Tofi lowered his head. “Yes,” he mumbled. He followed Ragnvald into the house.
25
Ragnvald was grateful that his eyes took some time to adjust to the dimness inside the living hall, so he could steel himself for the sight of Arnfast’s mother, Jorunn. The hall had high beams and comfortable proportions, as befitted a successful farming household. A crowd of women collected on one side, hiding Jorunn’s pallet from Ragnvald’s view. Arnfast sat at a long table with his head flung down on his forearms.

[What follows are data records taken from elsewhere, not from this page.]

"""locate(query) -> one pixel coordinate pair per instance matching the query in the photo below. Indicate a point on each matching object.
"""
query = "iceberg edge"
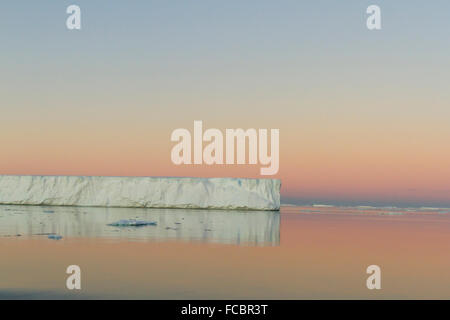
(141, 192)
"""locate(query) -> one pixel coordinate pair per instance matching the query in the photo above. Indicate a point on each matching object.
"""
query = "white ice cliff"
(261, 228)
(141, 192)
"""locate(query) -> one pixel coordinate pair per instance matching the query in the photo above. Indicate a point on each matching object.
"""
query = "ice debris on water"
(132, 223)
(55, 237)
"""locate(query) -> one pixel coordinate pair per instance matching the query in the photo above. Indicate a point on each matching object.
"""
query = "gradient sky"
(363, 115)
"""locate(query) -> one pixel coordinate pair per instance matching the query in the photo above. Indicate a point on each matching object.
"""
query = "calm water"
(298, 253)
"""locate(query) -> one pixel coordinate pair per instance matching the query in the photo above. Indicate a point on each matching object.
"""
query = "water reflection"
(229, 227)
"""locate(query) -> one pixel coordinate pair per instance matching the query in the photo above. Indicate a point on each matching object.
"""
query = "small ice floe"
(132, 223)
(54, 237)
(392, 213)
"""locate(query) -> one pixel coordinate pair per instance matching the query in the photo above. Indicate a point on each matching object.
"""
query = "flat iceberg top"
(142, 192)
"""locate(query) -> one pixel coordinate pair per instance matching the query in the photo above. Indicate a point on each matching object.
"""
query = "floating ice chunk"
(141, 192)
(132, 223)
(55, 237)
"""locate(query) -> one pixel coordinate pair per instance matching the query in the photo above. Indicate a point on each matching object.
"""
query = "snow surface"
(141, 192)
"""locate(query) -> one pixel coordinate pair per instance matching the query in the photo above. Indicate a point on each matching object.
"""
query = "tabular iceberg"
(142, 192)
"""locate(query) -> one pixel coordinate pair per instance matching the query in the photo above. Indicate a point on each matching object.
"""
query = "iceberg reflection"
(219, 226)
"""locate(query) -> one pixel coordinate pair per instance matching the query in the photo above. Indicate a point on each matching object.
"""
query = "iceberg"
(141, 192)
(238, 227)
(132, 223)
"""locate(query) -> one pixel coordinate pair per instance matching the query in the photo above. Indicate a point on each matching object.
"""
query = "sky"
(363, 115)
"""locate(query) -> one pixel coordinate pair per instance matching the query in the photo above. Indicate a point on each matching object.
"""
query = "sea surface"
(301, 252)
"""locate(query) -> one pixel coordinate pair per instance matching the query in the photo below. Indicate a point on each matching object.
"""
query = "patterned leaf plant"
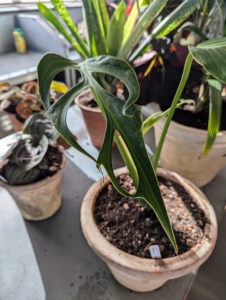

Ragnvald crossed the room and sat down next to him. On this journey Arnfast had alternated between high energy, when he vibrated like a bow about to loose its arrow, and deep mourning. Now Ragnvald thought Arnfast would take more strength from toughness than sympathy.
“Your mother needs you strong,” he said. “Do your weeping later, where she cannot see you. Alfrith is tending to her.” Arnfast picked his head up. His eyes were dry, though red. Ragnvald had seen an expression like his on a berserker, crazed by battle, a man who had emerged from gore and certain death to find that he lived after all, but in a world forever changed by what he had seen and done.
“I will do this to him, tenfold. I will do this to his own mother,” Arnfast said, the clarity of his voice at odds with the wildness of his expression.